先日、ハーバードビジネススクールのDr. Lynton Hayes(Executive Director, Executive Education)が来日していたので、秋以降に予定しているG研(グローバル人材育成研究会)の講演に関するランチミーティングを行った。
そこで、Lyntonからとてもいい話を聞いた。
彼がボストンからニューヨークにタクシーで向かったときの話だ。ドライバーは、運転席から少ししか頭が見えないとても小柄な老婦人だった。彼女はアメリカに13年前にインドから移民し、ずっとタクシードライバーをしている。Lyntonが、『こちらの生活はどうですか?』と聞いたところ、彼女は息子の話を始めた。彼女がなぜがんばって仕事をしているのかは、すべて息子のためなのだ。

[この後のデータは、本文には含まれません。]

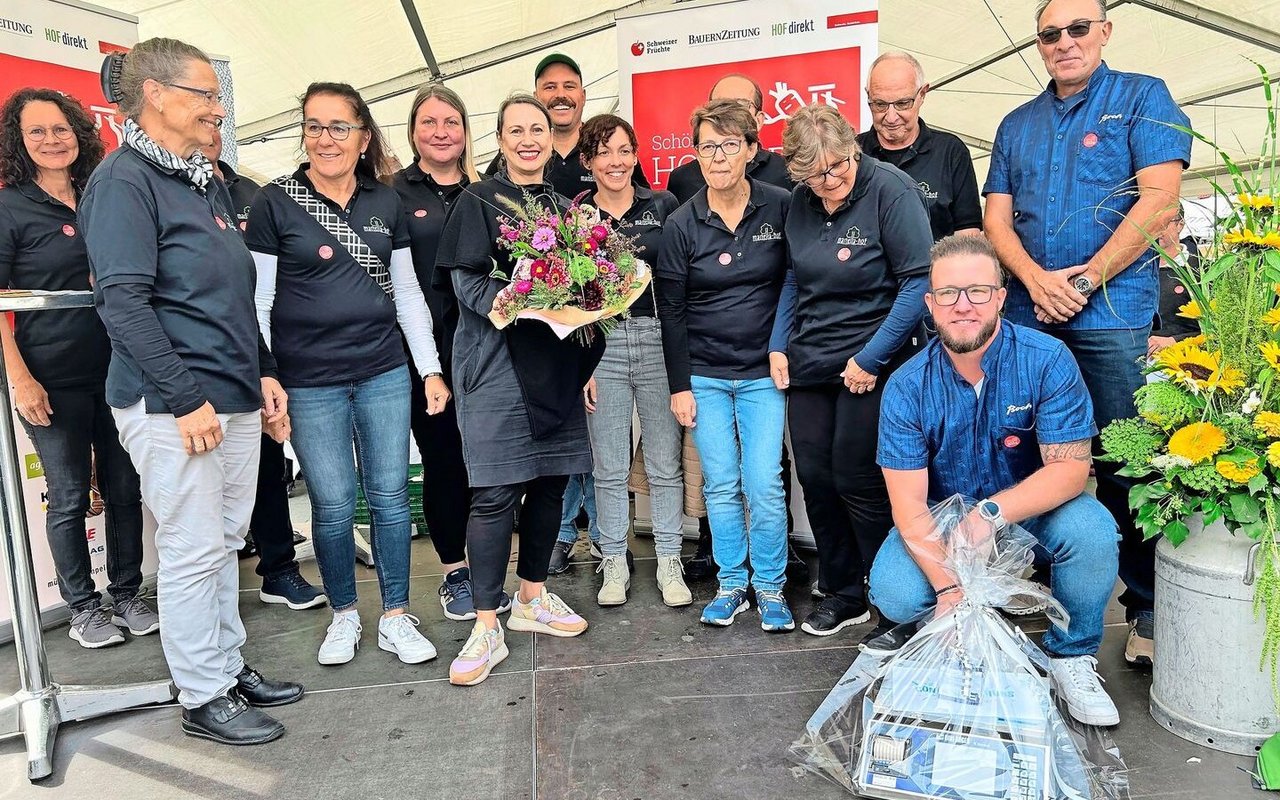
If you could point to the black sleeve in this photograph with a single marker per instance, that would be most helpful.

ハーバード大学は、お金がなくても優秀な学生を奨学金で入学させることに熱心である。実際、世帯年収6万ドル(約600万円まで)だと授業料は無料である。
その資金は、ハーバード大学卒で成功した人々から基金として寄付されているものを使っている(350億ドル、3兆5000億円近くあるらしい)。
そのインド系の老婦人は『息子がハーバード大学に合格したの!』と本当に嬉しそうに語ったそうだ。彼はその奨学金制度で合格した学生の一人だったのだ。
Lyntonは奨学金制度が、世界中の優秀な人々の役に立っていることを実感し感動し、敢えて自分がハーバード大学の人間であることを告げずにタクシーをおりた。